Water for Elephants
Page 16
But my final thoughts are tactile: the underside of my forearm lying above the swell of her breasts. Her lips under mine, soft and full. And the one detail I can neither fathom nor shake, the one that haunts me into sleep: the feel of her fingertips tracing the outline of my face.
KINKO--WALTER--WAKES me a few hours later.
"Hey, Sleeping Beauty," he says, shaking me. "Flag's up."
"Okay. Thanks," I say without moving.
"You're not getting up."
"You're a genius, you know that?"
Walter's voice rises by about an octave. "Hey, Queenie--here girl! Here girl! Come on, Queenie. Give him a lick.
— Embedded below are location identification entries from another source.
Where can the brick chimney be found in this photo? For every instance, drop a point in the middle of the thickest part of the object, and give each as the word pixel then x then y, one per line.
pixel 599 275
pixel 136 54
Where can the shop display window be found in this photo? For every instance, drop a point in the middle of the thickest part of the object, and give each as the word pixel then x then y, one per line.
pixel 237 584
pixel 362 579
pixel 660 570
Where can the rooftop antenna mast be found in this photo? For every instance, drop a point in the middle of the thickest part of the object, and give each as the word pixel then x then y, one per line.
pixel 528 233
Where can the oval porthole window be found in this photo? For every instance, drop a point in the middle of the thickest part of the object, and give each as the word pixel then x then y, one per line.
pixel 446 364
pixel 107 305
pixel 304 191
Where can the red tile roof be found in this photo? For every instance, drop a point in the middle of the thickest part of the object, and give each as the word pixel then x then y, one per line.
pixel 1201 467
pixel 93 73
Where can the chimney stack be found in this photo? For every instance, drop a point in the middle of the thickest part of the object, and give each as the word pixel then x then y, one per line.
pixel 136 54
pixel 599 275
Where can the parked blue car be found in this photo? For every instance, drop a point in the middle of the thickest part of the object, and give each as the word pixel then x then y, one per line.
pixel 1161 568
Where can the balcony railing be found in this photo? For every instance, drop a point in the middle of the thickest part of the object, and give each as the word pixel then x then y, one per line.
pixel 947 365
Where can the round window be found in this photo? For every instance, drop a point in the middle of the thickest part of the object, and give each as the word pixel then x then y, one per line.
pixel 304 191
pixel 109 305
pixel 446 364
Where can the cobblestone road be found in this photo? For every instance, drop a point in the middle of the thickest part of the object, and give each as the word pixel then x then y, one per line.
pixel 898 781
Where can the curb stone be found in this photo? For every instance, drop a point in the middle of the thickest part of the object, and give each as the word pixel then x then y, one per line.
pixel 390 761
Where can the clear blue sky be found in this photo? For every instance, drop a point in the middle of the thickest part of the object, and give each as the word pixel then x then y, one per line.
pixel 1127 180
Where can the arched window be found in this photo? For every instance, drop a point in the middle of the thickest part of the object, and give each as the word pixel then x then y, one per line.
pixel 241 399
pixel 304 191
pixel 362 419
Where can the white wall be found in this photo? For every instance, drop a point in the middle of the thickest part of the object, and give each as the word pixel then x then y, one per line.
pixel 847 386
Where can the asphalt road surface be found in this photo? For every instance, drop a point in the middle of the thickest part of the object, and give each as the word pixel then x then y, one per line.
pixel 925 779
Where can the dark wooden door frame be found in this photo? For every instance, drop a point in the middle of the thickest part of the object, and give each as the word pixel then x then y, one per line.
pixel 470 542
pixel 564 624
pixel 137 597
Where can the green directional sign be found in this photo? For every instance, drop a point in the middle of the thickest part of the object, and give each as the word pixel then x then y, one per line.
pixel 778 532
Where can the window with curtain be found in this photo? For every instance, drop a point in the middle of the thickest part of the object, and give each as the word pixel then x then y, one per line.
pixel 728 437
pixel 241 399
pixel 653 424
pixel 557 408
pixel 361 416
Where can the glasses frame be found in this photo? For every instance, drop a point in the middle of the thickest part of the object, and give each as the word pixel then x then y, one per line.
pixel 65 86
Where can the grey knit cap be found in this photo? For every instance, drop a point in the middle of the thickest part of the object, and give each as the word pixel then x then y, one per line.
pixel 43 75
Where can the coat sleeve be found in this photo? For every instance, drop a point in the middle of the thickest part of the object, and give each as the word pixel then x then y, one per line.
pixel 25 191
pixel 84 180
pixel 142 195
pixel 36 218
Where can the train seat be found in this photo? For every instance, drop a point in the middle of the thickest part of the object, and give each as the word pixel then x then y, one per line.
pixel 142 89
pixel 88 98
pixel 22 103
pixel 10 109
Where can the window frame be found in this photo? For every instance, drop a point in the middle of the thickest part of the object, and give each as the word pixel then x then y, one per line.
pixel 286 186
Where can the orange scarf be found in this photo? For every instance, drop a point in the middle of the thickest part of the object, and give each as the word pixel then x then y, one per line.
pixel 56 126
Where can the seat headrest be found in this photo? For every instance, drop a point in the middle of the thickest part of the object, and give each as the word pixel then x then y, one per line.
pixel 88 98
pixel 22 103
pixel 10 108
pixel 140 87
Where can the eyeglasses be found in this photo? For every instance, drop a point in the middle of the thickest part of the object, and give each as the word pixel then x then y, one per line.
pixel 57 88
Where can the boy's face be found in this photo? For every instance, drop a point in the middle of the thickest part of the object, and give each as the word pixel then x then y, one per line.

Come on!"
Queenie launches herself onto my head.
"Hey, stop it!" I say, raising an arm protectively because Queenie's tongue is rooting in my ear and she's dancing on my face. "Stop it! Come on now!"
But she is unstoppable, so I jerk upright. This sends Queenie flying to the floor. Walter looks at me and laughs. Queenie wriggles onto my lap and stands on her hind legs, licking my chin and neck.
"Good girl, Queenie. Good baby," says Walter. "So, Jacob--you look like you had another . . . er . . . interesting evening."
"Not exactly," I reply. Since Queenie is on my lap anyway, I stroke her. It's the first time she's let me touch her. Her body is warm, her hair wiry.
"You'll find your sea legs soon. Come get some breakfast. Food'll help settle your stomach."
"I wasn't drinking."
He looks at me for a moment. "Ah," he says, nodding sagely.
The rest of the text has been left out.